I was toasting and they shone a light down and Jerry just called me up on stage and the rest is history.
“I played with The Clash and they were pretty good; we toured with them when we got our record deal with The Specials. It was the energy they brought to the stage, I really loved that. They were great guys as well and I really got on with them.
But I also really liked the Sex Pistols, funnily enough. A lot of black kids thought it was funny music, but I was the type of guy who would get into anything.
A lot of the guys I knew who were doing sound system thought that this mixing punk and ska was weird, but I’ve always been like that: inquisitive and wanting to try new things.”
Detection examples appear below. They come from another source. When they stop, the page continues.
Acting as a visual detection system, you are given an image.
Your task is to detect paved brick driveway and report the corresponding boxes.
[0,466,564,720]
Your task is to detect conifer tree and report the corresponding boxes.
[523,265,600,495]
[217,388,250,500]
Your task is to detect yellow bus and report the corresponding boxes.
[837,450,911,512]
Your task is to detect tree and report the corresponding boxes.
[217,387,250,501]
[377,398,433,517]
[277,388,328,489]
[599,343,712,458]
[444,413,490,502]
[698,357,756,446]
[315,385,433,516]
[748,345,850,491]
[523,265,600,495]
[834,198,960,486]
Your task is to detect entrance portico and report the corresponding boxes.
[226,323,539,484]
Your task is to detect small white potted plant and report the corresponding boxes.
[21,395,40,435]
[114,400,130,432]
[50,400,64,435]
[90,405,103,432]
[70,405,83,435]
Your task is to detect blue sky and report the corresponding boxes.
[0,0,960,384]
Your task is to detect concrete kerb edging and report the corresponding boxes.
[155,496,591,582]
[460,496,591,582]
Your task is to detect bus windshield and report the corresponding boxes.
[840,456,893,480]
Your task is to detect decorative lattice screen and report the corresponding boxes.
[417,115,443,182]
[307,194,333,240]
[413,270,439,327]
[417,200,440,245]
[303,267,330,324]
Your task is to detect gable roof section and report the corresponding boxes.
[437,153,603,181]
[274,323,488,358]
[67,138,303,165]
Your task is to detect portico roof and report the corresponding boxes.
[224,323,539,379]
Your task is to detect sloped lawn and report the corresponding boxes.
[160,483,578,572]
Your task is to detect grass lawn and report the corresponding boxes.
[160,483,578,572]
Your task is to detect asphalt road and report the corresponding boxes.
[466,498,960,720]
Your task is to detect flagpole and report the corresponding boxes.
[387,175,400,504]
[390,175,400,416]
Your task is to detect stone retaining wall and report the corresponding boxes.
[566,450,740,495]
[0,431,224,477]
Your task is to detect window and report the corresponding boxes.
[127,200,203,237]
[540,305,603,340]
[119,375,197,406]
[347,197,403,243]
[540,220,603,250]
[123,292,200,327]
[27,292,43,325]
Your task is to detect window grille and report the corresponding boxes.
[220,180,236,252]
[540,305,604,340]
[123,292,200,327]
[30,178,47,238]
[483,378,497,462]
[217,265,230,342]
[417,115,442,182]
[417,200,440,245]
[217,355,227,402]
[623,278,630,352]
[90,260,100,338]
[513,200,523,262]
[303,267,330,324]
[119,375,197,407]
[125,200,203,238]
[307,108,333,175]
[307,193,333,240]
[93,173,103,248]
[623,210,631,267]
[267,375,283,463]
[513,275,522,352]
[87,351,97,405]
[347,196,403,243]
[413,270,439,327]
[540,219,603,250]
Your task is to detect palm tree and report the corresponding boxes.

You’ve endured some tough times, including the terrible tragedy of your grandson’s murder. Do you have music to see you through the dark times?
“After my grandson died, we released ‘Put It Down’, which is set to the backing track of ‘A Message To You Rudy’.
Dandy Livingston, who wrote ‘Message To You’, agreed that we could use it. It was to tell young people that knife crime is a terrible thing.It’s really hard to get your mind off something like that, but to help get my mind off it, I would listen to old-time ska, all my old records.
And my wife, Sugary, is really good; when I had a knee injury from a car crash eight years ago, she was my support then, too.
I was in a three-car pile-up and I wasn’t wearing a seatbelt, and it nearly took me out. I still have problems with my knees.”
“There are lots of bands doing a lot of new ska at the moment.
I really like Death Of Guitar Pop; they’re great. But to be honest with you, I really can’t get into a lot of the other stuff. A lot of what you hear on the radio just sounds like ‘Dsh, Dsh, Dsh’ to me.
I can hear the drums but I can’t hear the melody. It all seems like throwaway music, like X Factor music. So I don’t listen to a lot of radio."
Keeping ska different and new and exciting is important; The Specials never had a female vocalist and I think that’s something ska can really do more, so Sugary sings with my band now. We write together, do production together. I want to be a bit different from how it used to be, just blokes singing."
Even when we’re playing some of the hits, we’ve injected a new dimension into it. Keeping things fresh and different is really important.”